In a CUDA C project, I would like to try and use the Thrust library in order to find the maximum element inside an array of floats. It seems like the Thrust function thrust::max_element() is what I need. The array on which I want to use this function is the result of a cuda kernel (which seems to work fine) and so it is already present in device memory when calling thrust::max_element(). I am not very familiar with the Thrust library but after looking at the documentation for thrust::max_element() and reading the answers to similar questions on this site, I thought I had grasped the working principles of this process. Unfortunately I get wrong results and it seems that I am not using the library functions correctly. Can somebody please tell me what is wrong in my code?

float* deviceArray;
float* max;
int length = 1025;

*max = 0.0f;
size = (int) length*sizeof(float);     

cudaMalloc(&deviceArray, size);
cudaMemset(deviceArray, 0.0f, size);

// here I launch a cuda kernel which modifies deviceArray

thrust::device_ptr<float> d_ptr = thrust::device_pointer_cast(deviceArray);
*max = *(thrust::max_element(d_ptr, d_ptr + length));

I use the following headers:

#include <thrust/extrema.h>
#include <thrust/device_ptr.h>

I keep getting zero values for *max even though I am sure that deviceArray contains non-zero values after running the kernel. I am using nvcc as a compiler (CUDA 7.0) and I am running the code on a device with compute capability 3.5.

Any help would be much appreciated. Thanks.

1

1 Answers

3
votes

This is not proper C code:

float* max;
int length = 1025;

*max = 0.0f;

You're not allowed to store data using a pointer (max) until you properly provide an allocation for that pointer (and set the pointer equal to the address of that allocation).

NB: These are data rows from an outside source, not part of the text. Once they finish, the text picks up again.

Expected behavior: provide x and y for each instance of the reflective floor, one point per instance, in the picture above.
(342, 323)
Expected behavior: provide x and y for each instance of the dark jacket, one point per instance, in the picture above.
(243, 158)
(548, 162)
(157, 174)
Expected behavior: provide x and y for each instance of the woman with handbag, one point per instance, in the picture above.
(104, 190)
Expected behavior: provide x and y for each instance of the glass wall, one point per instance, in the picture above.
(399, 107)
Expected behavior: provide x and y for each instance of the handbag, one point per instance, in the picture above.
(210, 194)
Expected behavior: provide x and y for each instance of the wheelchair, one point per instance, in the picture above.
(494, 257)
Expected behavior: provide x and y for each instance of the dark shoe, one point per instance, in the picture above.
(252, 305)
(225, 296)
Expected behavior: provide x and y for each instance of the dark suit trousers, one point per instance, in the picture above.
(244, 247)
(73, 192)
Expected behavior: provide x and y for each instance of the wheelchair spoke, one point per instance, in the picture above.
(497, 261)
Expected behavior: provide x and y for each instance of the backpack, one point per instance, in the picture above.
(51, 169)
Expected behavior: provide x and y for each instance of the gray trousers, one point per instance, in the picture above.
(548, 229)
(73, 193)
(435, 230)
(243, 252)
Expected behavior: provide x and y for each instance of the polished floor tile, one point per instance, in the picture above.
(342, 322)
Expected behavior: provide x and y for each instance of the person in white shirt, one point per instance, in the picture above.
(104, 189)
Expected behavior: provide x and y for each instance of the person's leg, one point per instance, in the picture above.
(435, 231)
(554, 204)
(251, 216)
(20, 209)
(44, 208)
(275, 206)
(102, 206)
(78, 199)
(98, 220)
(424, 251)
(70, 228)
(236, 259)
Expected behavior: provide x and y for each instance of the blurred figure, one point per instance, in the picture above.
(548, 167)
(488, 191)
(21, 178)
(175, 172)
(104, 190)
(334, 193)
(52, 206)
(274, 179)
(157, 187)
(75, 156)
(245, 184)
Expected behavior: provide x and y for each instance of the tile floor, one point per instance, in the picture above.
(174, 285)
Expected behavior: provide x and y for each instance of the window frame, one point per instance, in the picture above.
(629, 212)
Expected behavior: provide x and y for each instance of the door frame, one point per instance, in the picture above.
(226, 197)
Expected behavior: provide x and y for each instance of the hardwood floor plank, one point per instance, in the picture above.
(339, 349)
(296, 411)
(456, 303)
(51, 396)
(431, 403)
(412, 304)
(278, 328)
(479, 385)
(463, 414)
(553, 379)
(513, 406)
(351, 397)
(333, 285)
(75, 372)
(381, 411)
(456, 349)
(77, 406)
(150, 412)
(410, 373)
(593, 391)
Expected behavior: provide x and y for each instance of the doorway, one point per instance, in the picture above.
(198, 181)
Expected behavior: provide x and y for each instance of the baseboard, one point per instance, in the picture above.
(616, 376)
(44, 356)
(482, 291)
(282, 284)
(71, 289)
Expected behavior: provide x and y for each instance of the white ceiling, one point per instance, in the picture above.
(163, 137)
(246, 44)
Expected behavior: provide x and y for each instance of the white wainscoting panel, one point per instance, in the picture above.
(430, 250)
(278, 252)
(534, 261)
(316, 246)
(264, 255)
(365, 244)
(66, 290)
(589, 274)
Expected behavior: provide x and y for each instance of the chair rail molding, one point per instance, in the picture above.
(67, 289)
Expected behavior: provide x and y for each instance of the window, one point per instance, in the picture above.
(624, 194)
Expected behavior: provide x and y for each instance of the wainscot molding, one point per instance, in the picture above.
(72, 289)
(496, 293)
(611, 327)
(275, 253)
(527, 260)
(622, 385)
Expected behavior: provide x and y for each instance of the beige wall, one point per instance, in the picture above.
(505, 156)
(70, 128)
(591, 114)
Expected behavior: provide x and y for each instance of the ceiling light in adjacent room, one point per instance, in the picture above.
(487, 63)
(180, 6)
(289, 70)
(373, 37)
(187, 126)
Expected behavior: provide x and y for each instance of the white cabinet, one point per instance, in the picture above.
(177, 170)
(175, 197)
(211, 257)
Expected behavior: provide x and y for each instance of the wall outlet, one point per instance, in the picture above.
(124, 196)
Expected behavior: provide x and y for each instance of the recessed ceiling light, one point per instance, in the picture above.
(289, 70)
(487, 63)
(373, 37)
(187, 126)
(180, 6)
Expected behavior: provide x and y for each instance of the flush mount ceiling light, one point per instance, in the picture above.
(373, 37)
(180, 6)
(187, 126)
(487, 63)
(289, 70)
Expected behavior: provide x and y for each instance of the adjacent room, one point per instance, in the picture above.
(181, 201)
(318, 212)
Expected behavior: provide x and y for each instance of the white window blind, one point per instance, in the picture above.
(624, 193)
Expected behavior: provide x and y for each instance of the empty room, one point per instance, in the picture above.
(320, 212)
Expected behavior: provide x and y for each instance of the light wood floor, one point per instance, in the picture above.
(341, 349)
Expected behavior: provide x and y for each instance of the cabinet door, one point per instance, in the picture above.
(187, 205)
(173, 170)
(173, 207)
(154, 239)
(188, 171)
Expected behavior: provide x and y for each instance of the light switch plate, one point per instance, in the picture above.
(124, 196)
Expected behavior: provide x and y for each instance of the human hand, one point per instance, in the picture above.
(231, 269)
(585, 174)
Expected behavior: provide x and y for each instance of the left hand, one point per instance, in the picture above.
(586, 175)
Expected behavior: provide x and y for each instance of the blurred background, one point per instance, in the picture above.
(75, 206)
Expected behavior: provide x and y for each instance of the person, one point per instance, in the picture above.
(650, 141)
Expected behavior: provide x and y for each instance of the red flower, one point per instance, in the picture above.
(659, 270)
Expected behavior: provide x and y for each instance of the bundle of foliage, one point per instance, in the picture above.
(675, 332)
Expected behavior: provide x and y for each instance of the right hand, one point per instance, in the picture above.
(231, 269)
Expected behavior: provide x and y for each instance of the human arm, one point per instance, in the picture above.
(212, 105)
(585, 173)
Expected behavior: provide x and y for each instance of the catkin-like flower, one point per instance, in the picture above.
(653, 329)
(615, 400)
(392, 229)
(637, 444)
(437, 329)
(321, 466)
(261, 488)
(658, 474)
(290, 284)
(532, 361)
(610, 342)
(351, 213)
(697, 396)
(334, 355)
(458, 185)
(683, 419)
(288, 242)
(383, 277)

Apart from that, the rest of your code seems to work for me:

$ cat t990.cu
#include <thrust/extrema.h>
#include <thrust/device_ptr.h>
#include <iostream>


int main(){

  float* deviceArray;
  float max, test;
  int length = 1025;

  max = 0.0f;
  test = 2.5f;
  int size = (int) length*sizeof(float);

  cudaMalloc(&deviceArray, size);
  cudaMemset(deviceArray, 0.0f, size);
  cudaMemcpy(deviceArray, &test, sizeof(float),cudaMemcpyHostToDevice);

  thrust::device_ptr<float> d_ptr = thrust::device_pointer_cast(deviceArray);
  max = *(thrust::max_element(d_ptr, d_ptr + length));
  std::cout << max << std::endl;
}
$ nvcc -o t990 t990.cu
$ ./t990
2.5
$